Originally posted by: arameth
the limiting factor seems to be the size and the fact that it appears this is a micro-ATX case...so the motherboard will have to be mATX, and the number of internal drives (he does digital imaging work = many drives) may also be limited (I believe there is only 2 x 3.5 internal bays).
The
NZXT Rogue is a case around the size/layout of the X-Qpack2 but with FOUR internal HDD bays. With every HDD company now making terabyte drives, I don't see this as being limiting.
Why do you feel that a mATX board is a limiting factor? With the exception of no SLI (being that EVGA no longer makes that socket 939 mATX SLI board) what would he want in an ATX board that a mATX board can't do?
Are you building a system for HIM or for YOU? Sounds as if you prefer ATX boards (which is fine) but he just wants a small and attractive case (which is also fine). Since he's paying for it and will be the owner of the system, why not set aside your preferences and give him what he wants?
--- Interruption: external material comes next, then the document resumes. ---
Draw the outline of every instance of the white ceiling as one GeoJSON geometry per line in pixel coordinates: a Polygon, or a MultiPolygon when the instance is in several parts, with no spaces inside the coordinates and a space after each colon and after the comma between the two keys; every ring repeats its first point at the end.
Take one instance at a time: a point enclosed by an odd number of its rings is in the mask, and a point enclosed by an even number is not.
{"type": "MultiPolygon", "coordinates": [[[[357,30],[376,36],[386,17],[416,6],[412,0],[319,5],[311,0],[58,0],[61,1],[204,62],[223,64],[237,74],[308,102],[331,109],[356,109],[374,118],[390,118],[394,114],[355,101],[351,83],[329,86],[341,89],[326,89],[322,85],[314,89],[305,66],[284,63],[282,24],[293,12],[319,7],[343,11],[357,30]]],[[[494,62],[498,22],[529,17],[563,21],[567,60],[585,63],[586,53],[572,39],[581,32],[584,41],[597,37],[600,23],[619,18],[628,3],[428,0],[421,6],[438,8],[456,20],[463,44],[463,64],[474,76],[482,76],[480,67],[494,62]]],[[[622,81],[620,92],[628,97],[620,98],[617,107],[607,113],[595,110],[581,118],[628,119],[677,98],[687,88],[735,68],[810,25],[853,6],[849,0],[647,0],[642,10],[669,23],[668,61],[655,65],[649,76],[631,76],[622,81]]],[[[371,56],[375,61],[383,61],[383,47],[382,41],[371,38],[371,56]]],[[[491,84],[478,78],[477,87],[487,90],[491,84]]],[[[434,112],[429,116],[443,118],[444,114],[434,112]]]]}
Supports quadcore? Sure, mATX can do that. Support RAID, GBe, Firewire, eSATA, PCI-E 16x, HD audio, digital audio outputs... sure, mATX can do all that. Overclocking? Even though you said the guy won't, sure, mATX can do that.
mATX is just like ATX. You can have good overclockers and crappy/non-overclockers. You can have feature-filled boards, and ultra-budget stripped-down boards. Again, the big limitation is dual graphics (though some current boards can do 16x4 Crossfire like how the P965/P35 does it).
This guy loves overclocking his mATX board, the
$130 Asus P5E-VM HDMI. He's running his E6750 at 3.70GHz at 463MHz FSB. I've read reports of people hitting 550MHz FSB on this board.
Besides overclocking, the board is also very feature-filled. Six SATA ports with RAID, 8 channel HD audio, gigabit ethernet, Firewire, SPDIF output, supports all Core 2 Duo and Core 2 Quad, supports up to 8GB DDR2, has solid capacitors, works with any PCI-E video card... what's not to like? The PCB is even in a sexy black color, fer cryin' out loud! We all know that adds 2% to benchmark scores!
I actually own an older Asus mATX board based on an earlier chipset, the Asus P5K-VM (G33 versus G35 chipset). I'm extremely happy with mine (except the PCB is puke yellow). Got my Xeon 3110 (basically a Wolfdale E8400) to around 3.8GHz, and is in... an X-Qpack2 (modded for even more bling).